To download the install package to a unix or linux system use curl or wget:

    curl -k -O 'https://bitbucket.org/jhove2/main/downloads/jhove2-2.1.0.tar.gz'
    or
    wget --no-check-certificate 'https://bitbucket.org/jhove2/main/downloads/jhove2-2.1.0.tar.gz'

Then extract the files from the package using one of the following commands. (GNU tar has the -z option)

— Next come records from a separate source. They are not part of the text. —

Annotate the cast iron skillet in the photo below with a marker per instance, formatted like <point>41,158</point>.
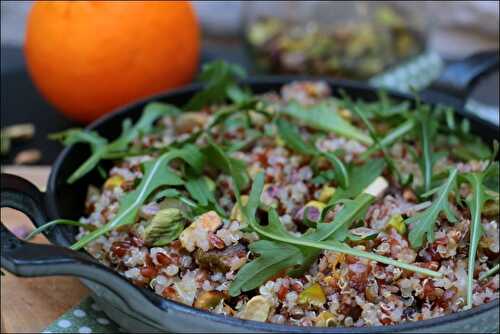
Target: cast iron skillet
<point>139,309</point>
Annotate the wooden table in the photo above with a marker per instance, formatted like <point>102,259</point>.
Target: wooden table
<point>30,304</point>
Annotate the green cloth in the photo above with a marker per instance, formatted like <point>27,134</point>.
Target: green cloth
<point>417,73</point>
<point>83,318</point>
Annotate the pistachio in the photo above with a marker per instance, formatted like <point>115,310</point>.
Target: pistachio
<point>256,309</point>
<point>236,213</point>
<point>326,193</point>
<point>325,319</point>
<point>345,114</point>
<point>491,209</point>
<point>208,300</point>
<point>210,183</point>
<point>4,144</point>
<point>196,234</point>
<point>313,295</point>
<point>397,222</point>
<point>165,227</point>
<point>221,260</point>
<point>113,182</point>
<point>279,141</point>
<point>188,121</point>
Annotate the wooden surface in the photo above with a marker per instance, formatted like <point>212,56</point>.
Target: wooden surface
<point>28,305</point>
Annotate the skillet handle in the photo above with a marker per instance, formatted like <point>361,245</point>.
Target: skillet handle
<point>458,79</point>
<point>32,260</point>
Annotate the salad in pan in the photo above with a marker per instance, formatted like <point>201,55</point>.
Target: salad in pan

	tar -xzf jhove2-2.1.0.tar.gz  
	or 
	gunzip -c jhove2-2.1.0.tar.gz | tar -xf -

If you see error messages that look like the following and you find a file called @LongLink in the directory

	tar: ././@LongLink: typeflag 'L' not recognized, converting to regular file

then you are encountering an incompatibility between the GNU tar used to create the archive and the Solaris tar that you are trying to use for extraction. Solaris tar cannot handle very long file names. If your sunos host has GNU tar (gtar) installed you should use it instead of solaris' tar. Or you can try using the Pax utility.

For technical details of GNU tar's @LongLink 'trick' see:

From the latter of the above references:

..pre-pax tar formats had limits on the name and linkname fields in the tar header. GNU tar avoided these limits by writing out a dummy file before the file which needed the long name or linkname. The dummy file is named ././@LongLink. The type field is 'L' for a long name or 'K' for a long link name. The contents of the dummy file are the value to use for the appropriate field in the following non-longlink header.

Stage looks OK, Push to Main

Result of pulling local "stage" to local "main". Note that the 42nd commit is the new tag recently added.

	pulling from /Users/rnanders/jhove2/stage
	searching for changes
	adding changesets
	adding manifests
	adding file changes
	added 42 changesets with 690 changes to 430 files
	(run 'hg update' to get a working copy)

Pushing to the bitbucket required me to use the command line to get the authentication to work

	 hg push
	pushing to https://[email protected]/jhove2/main
	warning: bitbucket.org certificate with fingerprint 24:9c:45:8b:9c:aa:ba:55:4e:01:6d:58:ff:e4:28:7d:2a:14:ae:3b not verified (check hostfingerprints or web.cacerts config setting)
	searching for changes
	http authorization required
	realm: Bitbucket.org HTTP
	user: moabrichard
	password: 
	warning: bitbucket.org certificate with fingerprint 24:9c:45:8b:9c:aa:ba:55:4e:01:6d:58:ff:e4:28:7d:2a:14:ae:3b not verified (check hostfingerprints or web.cacerts config setting)
	remote: adding changesets
	remote: adding manifests
	remote: adding file changes
	remote: added 42 changesets with 690 changes to 430 files
	remote: bb/acl: moabrichard is allowed. accepted payload.
	warning: bitbucket.org certificate with fingerprint 24:9c:45:8b:9c:aa:ba:55:4e:01:6d:58:ff:e4:28:7d:2a:14:ae:3b not verified (check hostfingerprints or web.cacerts config setting)

Also uploaded the release notes.

Make sure that issues are correctly updated

The Build manager should check all issues that are tagged with the release version number to ensure that the status has been updated to resolved correctly. An automated mechanism on Bitbucket will do this update automatically if the changesets being pushed to the main repository have commit messages that are in the proper syntax

If not, then one can manually mark an issues resolved by clicking on the Resolve button while displaying the issue detail. This provides one with the opportunity to enter text such as the following in a comment:

    Fixed by <<changeset e0b041e7f8f8>>   

See issue #54 for an example of where this is used.